Было ясно, что архив поражен худшей из болезней, какие
только могут постичь научное учреждение – катастрофическим недостатком, а то и
полным отсутствием финансирования. Фандорин сочувственно оглядел рассохшиеся
ящики каталога, изъеденные молью шторы на высоких окнах, дырявый линолеум и
вздохнул. Не зря говаривал сэр Александер, что жизнь новых русских была бы куда
более сносной, если б они больше уважали прошлое своей страны. А прошлое
обреталось именно здесь, в этих старых стенах – нос магистра истории, чувствительный
к запаху Времени, сразу уловил неподдельность этого магического аромата.
Даже в кабинете директора обстановка была обшарпанной и
убогой.
Станислав Кондратьевич Вершинин, медиевист с мировым именем,
встретил британского коллегу со всем возможным радушием.
– Как же, как же, помню ваш запрос, мистер Фандорин, –
сказал он, усаживая гостя в вытертое до белесости кожаное кресло. – Половина
документа, найденная в Кимрах, да?
– В Кромешниках, – поправил Николас, почтительно глядя на
сократовскую лысину автора комментариев к «Вычегодской летописи».
– Да-да, в Кромешниках. Подклет Матфеевских палат, помню.
Директор снял трубку черного телефона (такой аппарат в
Лондоне можно было встретить только в антикварном магазине), повертел диск.
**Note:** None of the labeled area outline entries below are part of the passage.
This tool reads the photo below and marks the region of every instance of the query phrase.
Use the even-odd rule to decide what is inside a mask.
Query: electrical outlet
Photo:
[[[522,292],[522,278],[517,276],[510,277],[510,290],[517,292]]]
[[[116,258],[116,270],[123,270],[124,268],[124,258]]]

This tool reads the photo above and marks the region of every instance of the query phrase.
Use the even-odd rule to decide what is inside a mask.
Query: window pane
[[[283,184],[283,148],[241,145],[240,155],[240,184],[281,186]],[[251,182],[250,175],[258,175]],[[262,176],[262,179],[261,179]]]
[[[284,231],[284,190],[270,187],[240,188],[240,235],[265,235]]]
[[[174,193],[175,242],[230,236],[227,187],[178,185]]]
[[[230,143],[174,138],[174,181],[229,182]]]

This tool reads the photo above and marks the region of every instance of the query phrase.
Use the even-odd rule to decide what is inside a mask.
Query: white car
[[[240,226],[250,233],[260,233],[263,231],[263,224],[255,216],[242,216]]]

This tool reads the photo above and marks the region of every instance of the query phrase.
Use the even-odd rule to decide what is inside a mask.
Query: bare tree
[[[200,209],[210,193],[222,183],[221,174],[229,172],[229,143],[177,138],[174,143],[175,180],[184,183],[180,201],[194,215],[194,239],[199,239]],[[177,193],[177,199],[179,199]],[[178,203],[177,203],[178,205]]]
– Максим Эдуардович, голуба, не могли бы вы ко мне зайти? –
спросил Вершинин, ласково улыбаясь невидимому собеседнику. – Приехал английский
исследователь мистер Фандорин… Да-да, по поводу кромешниковской находки.
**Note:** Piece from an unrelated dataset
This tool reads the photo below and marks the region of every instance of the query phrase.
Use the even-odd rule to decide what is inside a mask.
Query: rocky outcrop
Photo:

Помните, мы отвечали на запрос?… Ну вот и чудесно.
Положив трубку, пояснил:
– Максим Эдуардович Болотников, главный специалист отдела
обработки. Всё пополнение фондов проходит через него. Прекрасный палеограф и,
между прочим, блестящий специалист по семнадцатому веку. Совсем молодой, а уже
четыре монографии издал и докторскую защитил, по Тушинскому Вору, Марии Мнишек
и Воренку. Представляете, – Станислав Кондратьевич со значением поднял палец, –
его в Стэнфорд приглашали, на огромнейшую зарплату отказался. Патриот! Это у
нас теперь редкость. Верит в Россию. Восходящее светило, уж можете мне
поверить. Наш архивный Моцарт.
Архивный Моцарт что-то не торопился являться на зов
начальства, и для заполнения паузы директор завел разговор о бедственном
положении своего учреждения – очевидно, заметил, как иностранец косится на
кривые стеллажи и ветхий ковер.
– … А в прошлом квартале вообще ни копейки, – вел Вершинин
нескончаемый жалобный рассказ. – Зарплата у старшего научного двести пятьдесят
тысяч, и ту задерживают! Пять аппаратов для микрофильмирования сломанные стоят,
починить не на что. Ксерокс забарахлил – это вообще трагедия. Да что ксерокс,
уборщицам платить нечем. А уборщицы, знаете ли, не наш брат историк, они
бесплатно работать не станут. Стыд и срам, сколько пылищи развелось. Я вам,
голубчик, добрый совет дам. Не ходите вы к нам сюда таким щеголем, да еще при
галстуке. Пожалейте пиджак и манжеты. В курточке, в джинсах – в самый раз
будет.
Николас был поражен тем, что директор архива дает
малознакомому человеку совет, да еще по такому интимному поводу, как стиль
одежды. Немного подумав, магистр решил, что это, хоть и бесцеремонно, но очень
по-русски и, пожалуй, даже симпатично.
– Вот такое у меня положение, хуже губернаторского, –
обезоруживающе развел руками Вершинин. – Без денег работать очень, очень
трудно. А что поделаешь? У государства денег нет. Что бы вы сделали на моем
месте?
И растроганный Николас не выдержал. Вершинин дал ему совет
первым, да и потом, сам ведь спрашивает. Надо помочь.